Parallelogram Converses

About Sides

* If both pairs of
opposite sides of a quadrilateral
are parallel, the quadrilateral is a parallelogram.
* If both pairs of
opposite sides of a quadrilateral
are congruent, the quadrilateral is a
parallelogram. 
About Angles 
* If both pairs of
opposite angles of a quadrilateral
are congruent, the quadrilateral is a
parallelogram.
* If the
consecutive angles of a quadrilateral are
supplementary, the quadrilateral is a parallelogram. 
About Diagonals

* If the diagonals of
a quadrilateral bisect each
other, the quadrilateral is a
parallelogram.
* If the diagonals
of a quadrilateral form two
congruent triangles, the quadrilateral is a
parallelogram. 
Parallelogram 
If
one pair of sides of a quadrilateral is BOTH parallel and
congruent, the quadrilateral is a parallelogram. 
Rectangle 
If a
parallelogram has one right angle it is a rectangle 
A
parallelogram is a rectangle if and only if its diagonals are
congruent. 
A
rectangle is a parallelogram with four right angles. 
Rhombus 
A
rhombus is a parallelogram with four congruent sides. 
If a parallelogram has two consecutive sides congruent, it is a
rhombus. 
A
parallelogram is a rhombus if and only if each diagonal bisects
a pair of opposite angles. 
A
parallelogram is a rhombus if and only if the diagonals are
perpendicular. 
Square 
A
square is a parallelogram with four congruent sides and four
right angles. 
A
quadrilateral is a square if and only if it is a rhombus and a
rectangle. 
Trapezoid 
A
trapezoid is a quadrilateral with exactly one pair of parallel
sides. 
Isosceles Trapezoid 
An
isosceles trapezoid is a trapezoid with congruent legs. 
A
trapezoid is isosceles if and only if the base angles are
congruent 
A
trapezoid is isosceles if and only if the diagonals are
congruent 
If a
trapezoid is isosceles, the opposite angles are supplementary. 
Circles:
Radius 
In a circle, a radius
perpendicular to a chord bisects the chord and the arc. 
In a circle, a radius that bisects
a chord is perpendicular to the chord. 
In a circle, the perpendicular bisector of a chord
passes through the center of the circle.

If a line is tangent to a circle,
it is perpendicular to the radius drawn to the point of tangency. 
Chords 
In a circle, or congruent circles, congruent
chords are equidistant from the center. (and converse)
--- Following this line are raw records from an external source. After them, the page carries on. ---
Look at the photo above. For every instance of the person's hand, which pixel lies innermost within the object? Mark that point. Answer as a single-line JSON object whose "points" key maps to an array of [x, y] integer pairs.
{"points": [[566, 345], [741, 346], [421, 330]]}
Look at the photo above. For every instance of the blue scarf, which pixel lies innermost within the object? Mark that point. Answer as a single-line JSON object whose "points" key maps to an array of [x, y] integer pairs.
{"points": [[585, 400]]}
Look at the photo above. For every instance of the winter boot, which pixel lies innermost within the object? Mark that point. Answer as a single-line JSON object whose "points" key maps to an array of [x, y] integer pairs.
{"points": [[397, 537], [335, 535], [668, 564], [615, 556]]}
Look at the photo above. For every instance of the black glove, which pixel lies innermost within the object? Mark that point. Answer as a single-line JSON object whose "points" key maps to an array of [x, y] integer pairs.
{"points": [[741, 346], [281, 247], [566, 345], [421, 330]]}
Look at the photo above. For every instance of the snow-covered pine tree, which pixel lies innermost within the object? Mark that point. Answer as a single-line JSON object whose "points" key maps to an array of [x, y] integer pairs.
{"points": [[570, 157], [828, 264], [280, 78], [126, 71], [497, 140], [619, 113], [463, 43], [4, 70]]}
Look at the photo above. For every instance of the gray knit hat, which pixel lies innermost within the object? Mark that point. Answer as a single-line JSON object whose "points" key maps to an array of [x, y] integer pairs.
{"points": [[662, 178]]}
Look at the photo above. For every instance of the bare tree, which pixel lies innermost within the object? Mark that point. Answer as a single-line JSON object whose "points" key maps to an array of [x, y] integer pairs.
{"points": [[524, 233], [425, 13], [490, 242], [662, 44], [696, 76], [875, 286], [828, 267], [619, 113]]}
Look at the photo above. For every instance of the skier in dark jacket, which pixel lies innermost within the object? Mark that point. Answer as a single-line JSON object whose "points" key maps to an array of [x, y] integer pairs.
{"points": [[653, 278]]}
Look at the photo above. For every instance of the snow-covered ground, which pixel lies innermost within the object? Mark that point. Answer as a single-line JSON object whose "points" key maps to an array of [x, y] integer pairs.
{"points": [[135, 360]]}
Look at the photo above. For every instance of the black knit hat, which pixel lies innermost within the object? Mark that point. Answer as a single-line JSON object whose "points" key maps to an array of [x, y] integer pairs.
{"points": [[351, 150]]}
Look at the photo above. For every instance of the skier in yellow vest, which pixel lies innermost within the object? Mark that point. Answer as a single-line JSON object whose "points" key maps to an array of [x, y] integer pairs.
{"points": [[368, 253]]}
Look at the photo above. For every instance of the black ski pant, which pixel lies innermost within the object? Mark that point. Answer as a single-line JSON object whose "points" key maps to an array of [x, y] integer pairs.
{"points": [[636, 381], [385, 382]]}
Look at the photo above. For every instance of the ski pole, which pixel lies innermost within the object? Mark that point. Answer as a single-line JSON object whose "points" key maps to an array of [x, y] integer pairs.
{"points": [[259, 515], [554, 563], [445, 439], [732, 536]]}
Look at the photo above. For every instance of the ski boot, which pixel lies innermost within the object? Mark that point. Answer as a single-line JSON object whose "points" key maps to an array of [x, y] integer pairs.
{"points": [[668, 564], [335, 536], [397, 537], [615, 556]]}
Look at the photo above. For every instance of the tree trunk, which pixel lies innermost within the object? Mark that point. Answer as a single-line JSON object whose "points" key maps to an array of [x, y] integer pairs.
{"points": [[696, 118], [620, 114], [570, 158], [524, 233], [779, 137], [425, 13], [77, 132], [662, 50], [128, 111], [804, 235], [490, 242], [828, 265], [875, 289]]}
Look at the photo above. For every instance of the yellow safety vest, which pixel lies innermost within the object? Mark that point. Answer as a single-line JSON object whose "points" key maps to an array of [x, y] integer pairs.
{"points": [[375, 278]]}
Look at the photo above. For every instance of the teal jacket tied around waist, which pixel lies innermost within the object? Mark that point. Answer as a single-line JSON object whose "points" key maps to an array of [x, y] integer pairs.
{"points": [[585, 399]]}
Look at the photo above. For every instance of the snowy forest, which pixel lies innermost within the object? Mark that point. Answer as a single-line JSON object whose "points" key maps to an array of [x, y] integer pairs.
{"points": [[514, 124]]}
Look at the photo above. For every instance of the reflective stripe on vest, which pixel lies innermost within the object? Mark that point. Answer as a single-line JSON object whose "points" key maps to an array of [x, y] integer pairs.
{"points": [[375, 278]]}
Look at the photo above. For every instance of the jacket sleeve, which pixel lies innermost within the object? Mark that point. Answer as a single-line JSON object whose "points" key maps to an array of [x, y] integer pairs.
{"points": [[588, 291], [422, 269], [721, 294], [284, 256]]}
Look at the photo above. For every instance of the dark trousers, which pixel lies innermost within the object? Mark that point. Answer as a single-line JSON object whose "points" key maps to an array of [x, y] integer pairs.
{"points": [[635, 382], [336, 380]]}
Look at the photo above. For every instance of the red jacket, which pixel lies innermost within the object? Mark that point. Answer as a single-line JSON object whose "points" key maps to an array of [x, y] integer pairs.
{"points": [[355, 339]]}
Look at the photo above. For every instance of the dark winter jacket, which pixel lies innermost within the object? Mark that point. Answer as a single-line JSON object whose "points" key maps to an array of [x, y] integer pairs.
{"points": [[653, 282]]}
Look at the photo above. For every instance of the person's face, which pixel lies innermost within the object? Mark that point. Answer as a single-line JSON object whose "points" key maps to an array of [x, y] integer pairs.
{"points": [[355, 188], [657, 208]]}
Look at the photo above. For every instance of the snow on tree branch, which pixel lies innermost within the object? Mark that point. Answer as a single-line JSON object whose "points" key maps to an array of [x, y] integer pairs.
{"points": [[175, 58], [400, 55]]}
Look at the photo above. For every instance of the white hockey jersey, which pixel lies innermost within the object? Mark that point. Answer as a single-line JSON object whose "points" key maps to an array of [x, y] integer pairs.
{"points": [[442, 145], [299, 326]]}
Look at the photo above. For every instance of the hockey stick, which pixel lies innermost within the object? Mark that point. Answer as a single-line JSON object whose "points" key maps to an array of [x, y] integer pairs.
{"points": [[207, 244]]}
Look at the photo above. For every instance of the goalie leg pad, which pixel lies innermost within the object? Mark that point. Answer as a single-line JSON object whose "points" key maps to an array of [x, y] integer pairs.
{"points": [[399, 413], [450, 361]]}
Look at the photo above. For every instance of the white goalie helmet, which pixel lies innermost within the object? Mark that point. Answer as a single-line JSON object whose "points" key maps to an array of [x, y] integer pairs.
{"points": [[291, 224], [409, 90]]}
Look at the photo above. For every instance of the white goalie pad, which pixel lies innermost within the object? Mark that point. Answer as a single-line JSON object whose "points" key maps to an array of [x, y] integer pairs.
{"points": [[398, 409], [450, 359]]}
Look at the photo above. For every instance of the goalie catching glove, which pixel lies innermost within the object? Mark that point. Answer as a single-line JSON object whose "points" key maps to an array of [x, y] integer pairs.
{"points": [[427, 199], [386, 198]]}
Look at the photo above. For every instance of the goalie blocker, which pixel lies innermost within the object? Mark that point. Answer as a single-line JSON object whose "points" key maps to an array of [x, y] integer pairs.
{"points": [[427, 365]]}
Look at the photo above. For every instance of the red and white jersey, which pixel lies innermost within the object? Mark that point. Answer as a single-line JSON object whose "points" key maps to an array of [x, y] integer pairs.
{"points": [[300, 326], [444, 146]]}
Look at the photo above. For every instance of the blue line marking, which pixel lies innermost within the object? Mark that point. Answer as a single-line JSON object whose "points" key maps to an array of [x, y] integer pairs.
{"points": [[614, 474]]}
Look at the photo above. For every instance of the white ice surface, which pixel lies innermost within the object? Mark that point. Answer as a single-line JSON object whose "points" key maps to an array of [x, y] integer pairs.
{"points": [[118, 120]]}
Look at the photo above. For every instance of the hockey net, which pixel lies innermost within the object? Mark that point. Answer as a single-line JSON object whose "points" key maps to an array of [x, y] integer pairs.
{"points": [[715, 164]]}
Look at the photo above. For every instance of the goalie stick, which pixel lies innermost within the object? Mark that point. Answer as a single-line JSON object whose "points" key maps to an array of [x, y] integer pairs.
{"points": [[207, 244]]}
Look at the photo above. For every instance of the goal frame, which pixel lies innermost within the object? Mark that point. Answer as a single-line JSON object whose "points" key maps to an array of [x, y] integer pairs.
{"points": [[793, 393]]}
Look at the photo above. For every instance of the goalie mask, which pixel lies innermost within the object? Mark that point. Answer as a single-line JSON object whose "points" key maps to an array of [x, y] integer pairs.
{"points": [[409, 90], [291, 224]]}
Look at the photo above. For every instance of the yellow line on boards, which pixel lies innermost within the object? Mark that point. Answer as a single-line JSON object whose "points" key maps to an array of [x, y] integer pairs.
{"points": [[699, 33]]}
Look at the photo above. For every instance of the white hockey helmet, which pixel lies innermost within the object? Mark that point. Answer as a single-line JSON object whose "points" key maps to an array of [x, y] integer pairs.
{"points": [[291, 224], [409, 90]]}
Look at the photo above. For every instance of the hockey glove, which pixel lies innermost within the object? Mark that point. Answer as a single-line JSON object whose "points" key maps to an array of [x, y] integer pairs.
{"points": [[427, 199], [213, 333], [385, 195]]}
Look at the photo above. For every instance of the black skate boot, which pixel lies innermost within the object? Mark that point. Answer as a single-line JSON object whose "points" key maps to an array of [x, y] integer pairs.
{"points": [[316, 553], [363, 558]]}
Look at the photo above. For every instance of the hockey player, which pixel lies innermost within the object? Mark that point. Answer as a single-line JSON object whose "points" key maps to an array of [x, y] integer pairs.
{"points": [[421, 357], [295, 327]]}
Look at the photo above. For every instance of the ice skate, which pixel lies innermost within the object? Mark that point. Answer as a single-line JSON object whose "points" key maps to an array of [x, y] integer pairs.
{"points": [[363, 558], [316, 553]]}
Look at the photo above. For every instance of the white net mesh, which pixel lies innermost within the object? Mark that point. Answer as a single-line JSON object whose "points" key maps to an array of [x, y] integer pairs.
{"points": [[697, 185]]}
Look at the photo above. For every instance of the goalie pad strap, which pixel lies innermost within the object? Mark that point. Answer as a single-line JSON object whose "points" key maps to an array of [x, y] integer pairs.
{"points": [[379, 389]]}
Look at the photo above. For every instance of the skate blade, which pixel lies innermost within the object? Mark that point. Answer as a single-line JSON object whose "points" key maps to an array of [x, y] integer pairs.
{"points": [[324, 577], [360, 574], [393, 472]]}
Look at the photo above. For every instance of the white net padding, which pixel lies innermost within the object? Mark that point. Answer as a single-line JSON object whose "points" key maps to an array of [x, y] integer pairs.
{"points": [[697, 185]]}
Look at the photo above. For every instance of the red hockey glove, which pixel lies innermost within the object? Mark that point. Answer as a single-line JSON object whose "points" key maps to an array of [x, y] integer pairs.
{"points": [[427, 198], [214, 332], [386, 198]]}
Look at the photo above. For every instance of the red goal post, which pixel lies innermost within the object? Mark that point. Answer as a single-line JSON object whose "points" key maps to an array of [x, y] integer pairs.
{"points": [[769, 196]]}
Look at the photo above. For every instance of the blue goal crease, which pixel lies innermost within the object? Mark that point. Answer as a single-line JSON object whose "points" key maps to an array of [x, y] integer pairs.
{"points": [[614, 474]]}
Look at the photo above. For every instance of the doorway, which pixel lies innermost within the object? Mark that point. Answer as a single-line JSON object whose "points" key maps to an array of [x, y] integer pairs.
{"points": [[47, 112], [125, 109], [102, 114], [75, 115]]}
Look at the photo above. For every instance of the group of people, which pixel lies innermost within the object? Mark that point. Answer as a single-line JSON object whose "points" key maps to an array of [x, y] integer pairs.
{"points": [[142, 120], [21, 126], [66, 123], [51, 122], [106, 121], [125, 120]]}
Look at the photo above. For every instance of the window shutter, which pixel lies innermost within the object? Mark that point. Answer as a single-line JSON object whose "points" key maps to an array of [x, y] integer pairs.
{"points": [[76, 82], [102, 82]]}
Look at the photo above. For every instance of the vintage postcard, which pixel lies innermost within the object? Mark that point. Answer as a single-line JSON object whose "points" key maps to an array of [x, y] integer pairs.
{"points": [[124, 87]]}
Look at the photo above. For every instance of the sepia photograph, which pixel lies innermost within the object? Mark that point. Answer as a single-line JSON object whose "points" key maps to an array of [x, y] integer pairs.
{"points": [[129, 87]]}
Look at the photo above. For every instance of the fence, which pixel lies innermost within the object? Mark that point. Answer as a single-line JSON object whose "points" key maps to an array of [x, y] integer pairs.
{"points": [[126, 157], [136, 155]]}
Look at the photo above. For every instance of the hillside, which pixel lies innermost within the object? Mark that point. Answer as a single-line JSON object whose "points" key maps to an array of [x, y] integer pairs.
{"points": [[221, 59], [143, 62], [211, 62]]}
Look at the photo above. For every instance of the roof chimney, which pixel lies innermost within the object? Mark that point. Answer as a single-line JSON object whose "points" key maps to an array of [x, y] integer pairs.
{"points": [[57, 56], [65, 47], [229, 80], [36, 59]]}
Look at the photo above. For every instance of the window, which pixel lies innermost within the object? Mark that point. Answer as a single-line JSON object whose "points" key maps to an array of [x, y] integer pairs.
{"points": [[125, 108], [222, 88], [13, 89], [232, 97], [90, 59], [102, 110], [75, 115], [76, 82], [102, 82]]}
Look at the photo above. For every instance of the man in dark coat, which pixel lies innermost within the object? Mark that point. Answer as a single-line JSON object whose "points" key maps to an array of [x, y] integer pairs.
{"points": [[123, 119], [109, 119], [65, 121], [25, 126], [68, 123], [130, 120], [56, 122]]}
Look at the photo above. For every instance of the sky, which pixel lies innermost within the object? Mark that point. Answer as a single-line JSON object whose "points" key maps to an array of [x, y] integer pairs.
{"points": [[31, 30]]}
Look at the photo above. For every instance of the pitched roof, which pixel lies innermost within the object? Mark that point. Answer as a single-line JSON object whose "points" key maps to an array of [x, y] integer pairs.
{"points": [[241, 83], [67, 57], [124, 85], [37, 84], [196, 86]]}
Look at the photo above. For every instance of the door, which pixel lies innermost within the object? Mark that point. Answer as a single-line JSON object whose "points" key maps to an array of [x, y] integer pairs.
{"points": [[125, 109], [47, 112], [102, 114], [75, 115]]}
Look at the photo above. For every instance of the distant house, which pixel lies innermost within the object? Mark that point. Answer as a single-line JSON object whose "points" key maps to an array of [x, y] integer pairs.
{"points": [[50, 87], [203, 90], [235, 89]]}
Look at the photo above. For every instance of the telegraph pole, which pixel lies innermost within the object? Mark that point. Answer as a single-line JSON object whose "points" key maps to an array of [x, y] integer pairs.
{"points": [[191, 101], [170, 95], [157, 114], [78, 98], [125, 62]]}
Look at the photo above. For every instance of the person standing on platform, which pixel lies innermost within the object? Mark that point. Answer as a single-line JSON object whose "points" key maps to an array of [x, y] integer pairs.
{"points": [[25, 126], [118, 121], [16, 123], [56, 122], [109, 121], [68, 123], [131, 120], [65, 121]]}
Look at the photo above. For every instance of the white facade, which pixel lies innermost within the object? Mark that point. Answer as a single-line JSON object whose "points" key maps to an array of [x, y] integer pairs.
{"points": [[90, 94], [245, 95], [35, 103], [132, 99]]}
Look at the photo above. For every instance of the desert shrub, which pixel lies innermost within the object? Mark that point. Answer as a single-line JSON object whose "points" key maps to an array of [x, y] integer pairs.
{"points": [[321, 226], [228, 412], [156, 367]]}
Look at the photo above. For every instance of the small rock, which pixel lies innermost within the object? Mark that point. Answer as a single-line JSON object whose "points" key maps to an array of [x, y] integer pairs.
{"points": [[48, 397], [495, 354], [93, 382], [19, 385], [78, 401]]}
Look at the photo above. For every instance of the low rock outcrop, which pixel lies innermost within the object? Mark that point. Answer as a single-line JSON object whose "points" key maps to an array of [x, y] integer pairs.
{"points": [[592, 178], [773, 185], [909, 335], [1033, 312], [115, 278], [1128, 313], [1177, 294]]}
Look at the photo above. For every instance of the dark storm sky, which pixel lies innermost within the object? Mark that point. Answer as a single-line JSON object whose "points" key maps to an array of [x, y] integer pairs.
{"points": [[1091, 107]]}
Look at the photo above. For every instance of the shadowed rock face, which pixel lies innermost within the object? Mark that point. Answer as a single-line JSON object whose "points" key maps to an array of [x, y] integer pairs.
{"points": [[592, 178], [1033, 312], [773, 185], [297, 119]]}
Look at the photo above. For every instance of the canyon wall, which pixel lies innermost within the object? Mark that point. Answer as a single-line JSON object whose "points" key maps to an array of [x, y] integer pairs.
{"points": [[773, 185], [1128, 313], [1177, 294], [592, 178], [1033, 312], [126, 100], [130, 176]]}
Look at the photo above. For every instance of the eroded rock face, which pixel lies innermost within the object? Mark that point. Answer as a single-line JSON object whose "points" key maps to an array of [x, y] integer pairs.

In a circle, or congruent circles,
congruent chords have congruent arcs. (and converse0 
In a circle, parallel chords
intercept congruent arcs 
In the same circle, or congruent
circles, congruent central angles have congruent chords (and
converse) 
Tangents 
Tangent segments to a circle from
the same external point are congruent 
Arcs 
In the same circle, or congruent
circles, congruent central angles have congruent arcs. (and
converse) 
Angles 
An angle inscribed in a
semicircle is a right angle. 
In a circle, inscribed angles that intercept the
same arc are congruent. 
The opposite angles in a cyclic
quadrilateral are supplementary 
In a circle, or congruent circles,
congruent central angles have congruent arcs.